Aus der Amazon.de-Redaktion
Jeden Sommer verbringt der kleine Aljoscha die Ferien bei seiner französischen Großmutter Charlotte in dem Städtchen Saranza, am Rande der riesigen sibirischen Steppe gelegen. Eines Tages findet Aljoscha einen Koffer, angefüllt mit Fotos und Erinnerungsstücken aus der Jugendzeit Charlottes in Paris. Dieser Koffer und die Erzählungen seiner Großmutter werden Aljoschas Leben von Grund auf verändern.
Charlotte, die es als junge Rot-Kreuz-Schwester ins bürgerkriegsgeschüttelte Rußland des Jahres 1921 verschlagen hat, läßt in dem Jungen die ganze Poesie des Fin de siècle aus dem Paris ihrer Jugend erstehen und baut in Aljoscha allmählich eine Gegenwelt zum trostlosen Sowjetalltag auf. Außerhalb der wundervollen Ferientage nämlich sieht Aljoschas Leben anders aus: Stalinistische Prachtbautenkälte und Waffenfabriken bestimmen das Bild seiner Heimatstadt, einem Riesenmoloch an der Wolga. Die Schule formt ihre Kinder nach dem Muster junger Sowjetmenschen, westliche Feindbilder werden ihnen eingeprägt und die verzauberten Sommerabende auf dem Balkon der Großmutter rücken bald wieder in weite Ferne.
Ganz behutsam, in epischer Breite, führt uns der 1957 in Sibirien geborene Andreï Makine in die Welt von Charlottes Erzählungen ein. Immer gieriger saugt Aljoscha die Anekdoten der Großmutter in sich auf, die von einem Treffen mit Marcel Proust ebenso zu berichten weiß wie vom Zarenbesuch in Paris, und die ihrem Enkel vermittels Madame Bovary erste zart-erotische Empfindungen einimpft.

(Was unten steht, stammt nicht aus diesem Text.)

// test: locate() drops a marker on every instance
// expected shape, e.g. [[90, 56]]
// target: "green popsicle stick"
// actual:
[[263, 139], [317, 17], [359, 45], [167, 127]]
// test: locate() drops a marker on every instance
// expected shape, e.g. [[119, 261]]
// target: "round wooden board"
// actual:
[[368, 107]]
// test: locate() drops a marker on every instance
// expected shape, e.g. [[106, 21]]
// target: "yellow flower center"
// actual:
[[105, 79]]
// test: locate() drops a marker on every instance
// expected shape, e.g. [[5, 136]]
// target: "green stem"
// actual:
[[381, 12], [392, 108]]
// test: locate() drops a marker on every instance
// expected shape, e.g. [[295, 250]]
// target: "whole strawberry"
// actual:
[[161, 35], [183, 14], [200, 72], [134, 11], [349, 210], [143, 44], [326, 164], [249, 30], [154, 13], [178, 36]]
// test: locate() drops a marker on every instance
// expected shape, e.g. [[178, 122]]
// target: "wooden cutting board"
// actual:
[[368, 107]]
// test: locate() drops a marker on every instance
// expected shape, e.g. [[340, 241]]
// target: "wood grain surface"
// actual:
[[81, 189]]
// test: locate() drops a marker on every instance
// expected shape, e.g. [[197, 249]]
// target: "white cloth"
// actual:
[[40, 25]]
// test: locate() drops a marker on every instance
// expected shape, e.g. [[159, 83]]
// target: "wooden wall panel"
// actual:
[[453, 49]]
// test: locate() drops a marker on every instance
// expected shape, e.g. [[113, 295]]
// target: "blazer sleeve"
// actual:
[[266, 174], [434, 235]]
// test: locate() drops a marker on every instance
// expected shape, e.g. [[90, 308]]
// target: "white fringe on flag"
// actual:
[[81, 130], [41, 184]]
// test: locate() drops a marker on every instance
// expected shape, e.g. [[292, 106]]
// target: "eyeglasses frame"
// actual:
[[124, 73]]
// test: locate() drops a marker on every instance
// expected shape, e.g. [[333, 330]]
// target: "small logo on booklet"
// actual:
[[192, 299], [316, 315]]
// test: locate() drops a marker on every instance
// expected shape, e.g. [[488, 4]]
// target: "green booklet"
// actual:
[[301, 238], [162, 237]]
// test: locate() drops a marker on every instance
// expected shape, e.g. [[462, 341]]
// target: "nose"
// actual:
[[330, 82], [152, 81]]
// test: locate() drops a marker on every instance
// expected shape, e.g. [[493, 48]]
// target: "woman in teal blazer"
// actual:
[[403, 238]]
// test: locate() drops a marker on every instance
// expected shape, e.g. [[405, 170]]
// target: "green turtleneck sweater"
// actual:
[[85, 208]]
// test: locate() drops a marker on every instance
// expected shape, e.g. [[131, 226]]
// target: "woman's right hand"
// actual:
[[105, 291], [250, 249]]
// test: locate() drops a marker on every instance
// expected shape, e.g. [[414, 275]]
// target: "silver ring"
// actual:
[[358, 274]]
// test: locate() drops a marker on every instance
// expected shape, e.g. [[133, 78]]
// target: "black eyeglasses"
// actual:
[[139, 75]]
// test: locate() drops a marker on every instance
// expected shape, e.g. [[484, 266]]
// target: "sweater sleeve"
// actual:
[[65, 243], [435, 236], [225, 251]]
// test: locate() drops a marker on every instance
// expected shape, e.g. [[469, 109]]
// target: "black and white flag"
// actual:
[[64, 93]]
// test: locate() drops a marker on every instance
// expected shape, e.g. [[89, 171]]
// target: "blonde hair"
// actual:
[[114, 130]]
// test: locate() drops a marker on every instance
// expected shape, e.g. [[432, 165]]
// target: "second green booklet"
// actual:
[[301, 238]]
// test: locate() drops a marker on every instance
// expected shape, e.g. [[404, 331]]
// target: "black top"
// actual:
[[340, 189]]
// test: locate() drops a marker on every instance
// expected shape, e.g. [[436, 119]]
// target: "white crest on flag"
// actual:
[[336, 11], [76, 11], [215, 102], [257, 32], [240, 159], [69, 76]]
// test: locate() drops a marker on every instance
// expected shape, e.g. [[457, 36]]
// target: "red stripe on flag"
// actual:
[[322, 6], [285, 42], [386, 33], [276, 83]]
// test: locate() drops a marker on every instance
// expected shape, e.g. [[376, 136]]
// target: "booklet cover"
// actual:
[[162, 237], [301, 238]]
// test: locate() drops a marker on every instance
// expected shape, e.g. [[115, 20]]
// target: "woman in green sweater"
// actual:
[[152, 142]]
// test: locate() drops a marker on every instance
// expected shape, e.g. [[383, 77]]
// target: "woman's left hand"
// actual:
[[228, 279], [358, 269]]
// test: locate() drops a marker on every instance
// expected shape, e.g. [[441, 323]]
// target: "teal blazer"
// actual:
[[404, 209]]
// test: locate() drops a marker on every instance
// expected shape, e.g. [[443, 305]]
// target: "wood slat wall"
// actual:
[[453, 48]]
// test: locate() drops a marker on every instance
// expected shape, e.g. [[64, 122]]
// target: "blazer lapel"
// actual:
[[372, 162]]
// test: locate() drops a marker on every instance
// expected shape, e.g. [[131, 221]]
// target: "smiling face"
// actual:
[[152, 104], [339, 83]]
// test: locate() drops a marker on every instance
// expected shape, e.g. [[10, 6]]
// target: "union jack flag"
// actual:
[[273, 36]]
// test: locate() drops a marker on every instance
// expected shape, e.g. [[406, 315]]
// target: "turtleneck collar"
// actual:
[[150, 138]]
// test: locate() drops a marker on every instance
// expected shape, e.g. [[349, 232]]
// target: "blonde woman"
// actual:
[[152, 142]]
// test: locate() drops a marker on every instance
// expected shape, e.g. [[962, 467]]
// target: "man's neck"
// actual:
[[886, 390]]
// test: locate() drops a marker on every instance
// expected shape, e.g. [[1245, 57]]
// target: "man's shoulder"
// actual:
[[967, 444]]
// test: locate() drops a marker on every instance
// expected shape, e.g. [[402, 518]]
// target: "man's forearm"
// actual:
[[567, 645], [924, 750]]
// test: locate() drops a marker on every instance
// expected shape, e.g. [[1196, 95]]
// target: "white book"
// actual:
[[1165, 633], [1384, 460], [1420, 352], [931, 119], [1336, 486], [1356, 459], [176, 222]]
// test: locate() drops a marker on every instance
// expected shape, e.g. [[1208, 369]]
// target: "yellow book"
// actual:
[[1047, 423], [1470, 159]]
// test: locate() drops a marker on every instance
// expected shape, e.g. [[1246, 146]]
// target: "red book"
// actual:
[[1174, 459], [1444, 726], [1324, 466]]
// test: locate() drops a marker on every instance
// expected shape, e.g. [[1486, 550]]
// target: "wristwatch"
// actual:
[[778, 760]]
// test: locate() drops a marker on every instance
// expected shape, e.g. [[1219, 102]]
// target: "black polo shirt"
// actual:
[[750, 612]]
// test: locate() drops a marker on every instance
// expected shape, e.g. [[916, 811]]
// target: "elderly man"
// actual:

Dies alles ist für Aljoscha nicht nur einfach. Die von der Großmutter beschworene Idealwelt droht, ihn seiner eigenen Identität zu berauben. Er wird ein Suchender. Und doch bleibt diese Suche nur ein Stochern im Nebel der Vergangenheit, der sich erst im Verlauf einer späteren eigenen Reise in das Paris seiner Großmutter lichtet. –Ravi Unger
Kurzbeschreibung
In den Weiten der sibirischen Steppe will Aljoscha von seiner Großmutter alles über ihr versunkenes Atlantis hören, über Paris um die Jahrhundertwende.
Das Buch ließ mich zurück, wie nach einer Gehirnwäsche.
Es war ein unglaubliches Gefühl, die letzten Seiten zu lesen…auf eine gewisse Art hatte ich ein ganzes Leben und mehr gelesen.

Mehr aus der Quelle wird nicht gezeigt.